I don't think there is any sort of community standard for this sort of things. If Debian/Ubuntu users will have issues with your choice they will surely let you know ;) I have chosen "dlang" over "d" simply because it is more grep'able.

dub does not have a make install alternative so it is completely up to package to chose exact file system placement.

Lot of dub packages are source libraries though (including vibe.d) - it is enough to just copy necessary module and define dependencies to get a usable package. Example of dub-free packaging I do for vibe.d in Arch : https://github.com/Dicebot/Arch-PKGBUILDs/blob/master/vibed/PKGBUILD (a bit outdated, oops!)

Ok, I think I understand it better now, but Debian uses a more fine-grained approach when it comes to language bindings for existing libraries (eg. libevent/openssl). I'll have to provide openssl-dlang or openssl-d (not sure which is the best name, I'll probably go for the former as it's more easy to search for), same for libevent-dlang, etc.

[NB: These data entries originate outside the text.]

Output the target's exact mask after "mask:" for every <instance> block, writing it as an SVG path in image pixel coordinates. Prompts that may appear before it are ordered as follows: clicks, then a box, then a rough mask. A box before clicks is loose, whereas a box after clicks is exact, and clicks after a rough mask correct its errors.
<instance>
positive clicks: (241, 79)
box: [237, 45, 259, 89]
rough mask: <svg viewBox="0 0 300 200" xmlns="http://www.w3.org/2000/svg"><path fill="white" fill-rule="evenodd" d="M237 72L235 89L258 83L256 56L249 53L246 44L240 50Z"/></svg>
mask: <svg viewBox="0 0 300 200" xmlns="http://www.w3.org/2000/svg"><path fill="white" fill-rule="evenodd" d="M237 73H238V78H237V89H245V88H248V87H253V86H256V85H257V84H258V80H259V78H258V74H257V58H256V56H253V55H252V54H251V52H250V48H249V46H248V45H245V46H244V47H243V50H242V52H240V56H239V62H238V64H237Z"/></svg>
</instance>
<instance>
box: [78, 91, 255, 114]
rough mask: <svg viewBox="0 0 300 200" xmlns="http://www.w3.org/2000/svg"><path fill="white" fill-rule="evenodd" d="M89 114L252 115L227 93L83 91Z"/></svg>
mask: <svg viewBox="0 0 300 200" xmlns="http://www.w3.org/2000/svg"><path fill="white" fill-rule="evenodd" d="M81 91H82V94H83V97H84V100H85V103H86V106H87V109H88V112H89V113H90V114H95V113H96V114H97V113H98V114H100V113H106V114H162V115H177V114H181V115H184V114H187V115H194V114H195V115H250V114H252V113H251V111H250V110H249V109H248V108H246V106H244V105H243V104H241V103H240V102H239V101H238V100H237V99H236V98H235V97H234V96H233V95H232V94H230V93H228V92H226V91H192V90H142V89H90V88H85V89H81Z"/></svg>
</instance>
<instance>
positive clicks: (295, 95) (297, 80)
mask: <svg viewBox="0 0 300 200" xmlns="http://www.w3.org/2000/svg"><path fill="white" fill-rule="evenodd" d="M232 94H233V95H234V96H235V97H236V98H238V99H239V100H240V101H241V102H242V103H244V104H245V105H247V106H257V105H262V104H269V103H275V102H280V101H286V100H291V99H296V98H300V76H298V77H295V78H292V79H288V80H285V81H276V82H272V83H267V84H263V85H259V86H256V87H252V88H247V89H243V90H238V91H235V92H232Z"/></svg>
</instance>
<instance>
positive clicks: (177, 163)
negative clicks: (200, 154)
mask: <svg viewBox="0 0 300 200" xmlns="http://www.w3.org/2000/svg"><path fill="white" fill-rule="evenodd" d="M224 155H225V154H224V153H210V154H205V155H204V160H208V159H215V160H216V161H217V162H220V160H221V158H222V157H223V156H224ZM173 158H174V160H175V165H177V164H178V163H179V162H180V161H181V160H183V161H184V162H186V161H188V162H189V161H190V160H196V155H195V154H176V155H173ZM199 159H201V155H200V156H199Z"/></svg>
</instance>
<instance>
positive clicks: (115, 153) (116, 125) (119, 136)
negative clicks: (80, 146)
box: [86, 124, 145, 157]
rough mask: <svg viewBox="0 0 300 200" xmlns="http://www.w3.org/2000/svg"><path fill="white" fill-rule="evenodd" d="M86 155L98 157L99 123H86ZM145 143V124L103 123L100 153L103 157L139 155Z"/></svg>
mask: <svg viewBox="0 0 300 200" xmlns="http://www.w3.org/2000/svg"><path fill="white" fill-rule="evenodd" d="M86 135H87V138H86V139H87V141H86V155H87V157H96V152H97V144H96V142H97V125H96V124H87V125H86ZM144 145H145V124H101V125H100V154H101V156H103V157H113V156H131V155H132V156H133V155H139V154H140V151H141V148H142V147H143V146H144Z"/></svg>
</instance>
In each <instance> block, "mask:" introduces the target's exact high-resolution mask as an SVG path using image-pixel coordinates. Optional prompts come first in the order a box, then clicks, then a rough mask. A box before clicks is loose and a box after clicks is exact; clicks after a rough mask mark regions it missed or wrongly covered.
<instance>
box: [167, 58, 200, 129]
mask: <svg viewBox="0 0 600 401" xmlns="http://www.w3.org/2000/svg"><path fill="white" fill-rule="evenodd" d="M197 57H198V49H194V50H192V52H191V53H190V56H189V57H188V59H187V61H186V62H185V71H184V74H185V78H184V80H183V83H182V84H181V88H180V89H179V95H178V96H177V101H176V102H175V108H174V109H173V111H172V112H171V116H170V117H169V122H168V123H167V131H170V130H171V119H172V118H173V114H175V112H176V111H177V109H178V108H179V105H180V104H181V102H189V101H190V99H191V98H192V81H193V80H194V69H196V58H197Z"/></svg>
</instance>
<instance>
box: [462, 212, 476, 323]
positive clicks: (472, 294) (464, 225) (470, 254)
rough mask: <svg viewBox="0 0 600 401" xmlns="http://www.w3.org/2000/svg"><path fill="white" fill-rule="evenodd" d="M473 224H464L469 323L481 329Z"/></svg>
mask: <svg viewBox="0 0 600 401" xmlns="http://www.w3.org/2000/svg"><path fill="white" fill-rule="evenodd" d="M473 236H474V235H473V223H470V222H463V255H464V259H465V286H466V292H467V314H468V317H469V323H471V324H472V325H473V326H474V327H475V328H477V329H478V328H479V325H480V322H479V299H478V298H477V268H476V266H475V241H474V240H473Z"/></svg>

Another option can be to use "deimos-openssl" naming as such bindings are usually part of Deimos project : https://github.com/D-Programming-Deimos

So will it be enough to just copy ~/.dub/packages/openssl-master/deimos/openssl/* to /usr/include/d/openssl and it would be detected? And what about the stuff in the C directory, is it just duplication of the original C headers (from first glance it looks like it, but better make sure).

You will also need to make sure that ldc2.conf / dmd.conf you package with compiler have those import paths included (https://github.com/Dicebot/Arch-PKGBUILDs/blob/master/ldc/ldc2.conf) and that relative module paths match fully qualified names of modules. If module has fully qualified name "deimos.aaa.bbb" then it has to be available via relative path ./deimos/aaa/bbb.d from one of listed base import paths (-I).

One scheme I personally find most convenient for system-wide installation is to have file system layout like this:

/usr/include/dlang/dmd
/usr/include/dlang/ldc
/usr/include/dlang/common

..so that one can put "-I/usr/include/dlang/dmd -I/usr/include/dlang/common" for dmd.conf and "-I/usr/include/dlang/ldc -I/usr/include/dlang/common" for ldc2.conf

Then source libraries that work for all compilers can be installed to "common" subdir and compiler-tweaked ones (like standard library) - to compiler-specific subdir, without any additional modification of .conf file.

gdc is a bit special though, as it may be required to conform gcc path/naming scheme once included in gcc upstream. Right now I package it in same way as ldc/dmd but probably will be forced to change it at that point.

I'd love to read your opinion about desired scheme by the way ;)

Thanks for all the help, the D community so far has been one of the friendlist I've encountered :)
I'll start with openssl-dlang and libevent-dlang and see if it works and makes building of dub and vibe.d possible and I'll post progress here.